The Indian Space Research Organisation, ISRO, is not a commercial operator in the usual sense but a state agency tasked with giving India independent space capability. It sits under the Department of Space, which reports directly to the Prime Minister’s Office. That structure means ISRO is less a research outfit and more a strategic arm of the Indian state.
Its record is mixed but significant. On the launch side, it built the PSLV into a dependable medium-lift vehicle that gave India a role in the global rideshare market. GSLV and the newer LVM-3 provide heavier lift, though not with the cadence or payload capacity of Western or Chinese rivals. India has ambitions for reusable launch, but for now the program is incremental.
On the satellite side, ISRO developed the INSAT and GSAT series for communications and meteorology, and the IRS series for remote sensing. These are not cutting-edge platforms, but they provide India with sovereignty in broadcasting, telecom, and earth observation. Navigation comes through NavIC, a regional GNSS that New Delhi insists on for strategic independence even though its civilian uptake is weak.

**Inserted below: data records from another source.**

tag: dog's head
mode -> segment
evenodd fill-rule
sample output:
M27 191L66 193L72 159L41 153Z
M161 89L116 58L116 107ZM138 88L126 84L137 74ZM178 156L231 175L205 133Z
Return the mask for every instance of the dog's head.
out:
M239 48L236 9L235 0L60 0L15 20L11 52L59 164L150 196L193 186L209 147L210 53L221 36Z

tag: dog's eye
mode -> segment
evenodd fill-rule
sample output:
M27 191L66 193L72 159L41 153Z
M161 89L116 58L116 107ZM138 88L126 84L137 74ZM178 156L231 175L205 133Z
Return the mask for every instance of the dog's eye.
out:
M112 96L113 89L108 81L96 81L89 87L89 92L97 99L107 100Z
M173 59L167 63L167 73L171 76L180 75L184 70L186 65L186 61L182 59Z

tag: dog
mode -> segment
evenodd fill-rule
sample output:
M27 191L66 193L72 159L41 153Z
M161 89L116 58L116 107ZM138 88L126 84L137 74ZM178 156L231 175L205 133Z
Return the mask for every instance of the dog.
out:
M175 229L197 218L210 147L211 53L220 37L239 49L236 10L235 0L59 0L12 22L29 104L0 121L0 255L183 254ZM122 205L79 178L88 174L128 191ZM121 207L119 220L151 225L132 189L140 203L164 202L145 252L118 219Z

The most visible projects are the high-profile planetary missions. Chandrayaan-3 landed on the Moon in 2023 after the failure of its predecessor, and Mangalyaan put a probe around Mars in 2014. These wins serve domestic prestige and geopolitical signaling more than they serve science.
Commercialisation is handled through NewSpace India Limited (NSIL), which markets launch and satellite capacity abroad, and Antrix Corporation, which was ISRO’s earlier commercial arm but has been sidelined after corruption scandals. NSIL is meant to turn ISRO’s hardware into export revenue, though it remains constrained by bureaucracy.
The challenges are structural. Budgets are small compared to NASA, ESA, or China, which means programs take longer and ambitions are scaled to fit national needs rather than global competition. The industry is still dominated by ISRO rather than private actors, though liberalisation is slowly opening space for Indian startups.
ISRO’s purpose is clear. It exists to guarantee India’s autonomy in launch, space science, and satellite services, while projecting capability to the world. It is not trying to dominate the global market, but it is making sure India cannot be excluded from it.